I prefer actual role playing games, like Fallout or Arcanum. JRPGs aren't really RPGs at all; they are just action-adventure games with some character building.
But you know, when you think about it, there haven't been many true role playing games, Western or otherwise. There are so many hybrids and bastardised off-shoot genres that the label "RPG" has lost all of its meaning and the life of the genre's core is all but exhausted, as it barely manages to hang on through various indie development communities.
Hell, the term 'RPG' is used to describe games like 'Mass Effect' these days, and most people think that's just ****ing dandy.
jethrovegas
I know where you're coming from. But that is taking things from a quality point of view, how we judge which are better RPGs than others. And yeah, few electronic games mirror the gameplay of the P'n'P counterparts they are taken from. But from an industry genre classification point of view, what they have to go by are the gameplay mechanics.

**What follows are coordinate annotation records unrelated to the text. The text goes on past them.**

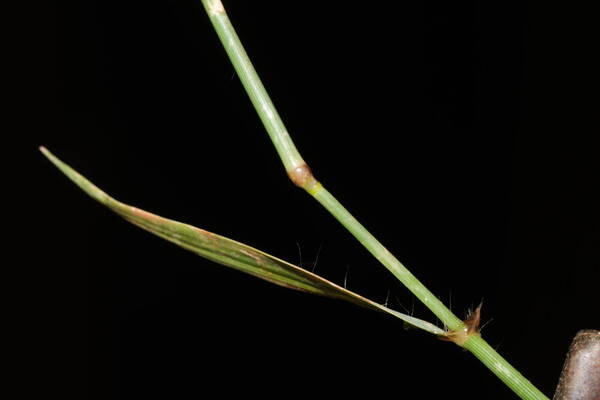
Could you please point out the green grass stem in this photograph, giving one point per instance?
(300, 174)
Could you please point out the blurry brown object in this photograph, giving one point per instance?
(580, 377)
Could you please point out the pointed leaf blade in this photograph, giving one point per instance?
(230, 253)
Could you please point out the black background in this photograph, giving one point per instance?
(461, 135)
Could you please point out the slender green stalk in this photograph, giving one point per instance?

Just because your main character in the game is armed with guns, doesn't make it a shooter. It's about the aiming mechanics which brand a game as a shooter and not just a more general action game. Thus why GTA4 isn't a shooter, and Halo 3 and Resistance 2 is. In the case of RPGs the criteria is characters defined by numeric stats and level categories. Some people have said it's how immersed your are with your connection to the character you play, like maybe as Link in the Zelda series, yet Link has never had levels or stats for abilities and attributes (hp, mp, str, stam, wis, int, etc...).
I'm just saying, the industry needs a clear method of categorizing games, and gameplay mechanics are the only consistent factor. How close an electronic game emulates the freeform gameplay of the P'n'P roots becomes debatable.
But as far as I'm concerned, Mass Effect and KOTOR IS substantially close to those roots. You not only customize your characters abilities to suit your play style (brute force, stealth, magic, etc...) but you are given choices in how you interact with the world around you and it's inhabitants. This leads to diverse outcomes in how the cinematics play out as well as story development.
Instead of playing prescripted characters who will always deal with a given situation in the exact same way each time, YOU have a say in how you do it. You aren't just pulling the strings of someone else's designed persona, you are imbuing the main character with YOUR OWN traits, so their behavior reflects YOU. And that is the heart of RPGs of the old.